The pattern was very straightforward and easy to sew, a beginner could make this jacket.  It’s not designed to be very fitted or tailored in any way, so it was a great jacket to make coming off of my Anise project – my mom laughed when I told her I was making another jacket!  It’s unlined, which makes it easy to wear with sleeveless garments.  I’m sure you could draft a lining if you wanted to, but I didn’t want to bother with it.

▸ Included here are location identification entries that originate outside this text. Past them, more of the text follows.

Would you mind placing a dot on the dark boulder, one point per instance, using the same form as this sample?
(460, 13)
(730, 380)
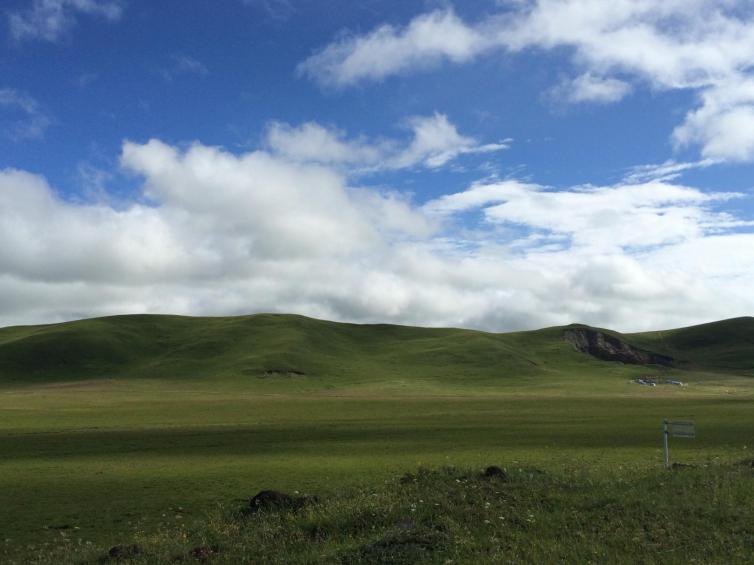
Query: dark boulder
(495, 472)
(122, 552)
(275, 500)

What I did do, though, is underline the front and back pieces of the jacket: the white linen is a little see-through, as you can see at the shoulder seams, and I didn’t want all of the seams and darts showing through.  I underlined the pieces with some white lining fabric I had kicking around in my stash, and serged all of the raw edges to finish the seam allowances.  I didn’t feel like underlining the sleeves, since heck, that would be a full jacket lining!


lisette jacket 4

I think I’d make this jacket again, because I love the angled lapels.  I’m still not sure how I feel about the ruffle/peplum, it’s a little too “sweet” for my liking, but it’s starting to grow on me.  The ruffle stuck out like a tutu when I finished the hem, but it’s been in my closet for a week or two now and the fabric relaxed a bit.  Maybe it’s possible to leave off the ruffle on the next version, lengthen the jacket a little turn up the bottom to hem it.

Is it starting to feel like summer where you are?  Memorial Day always feels like the ushering in of summer, and we had some beautiful weather over the holiday weekend (Chris and I went to the drive-in on Sunday!).  Except it’s supposed to go back down into the 60’s again this week…the pool is open for the season now, and the lifeguard on duty must be so bored.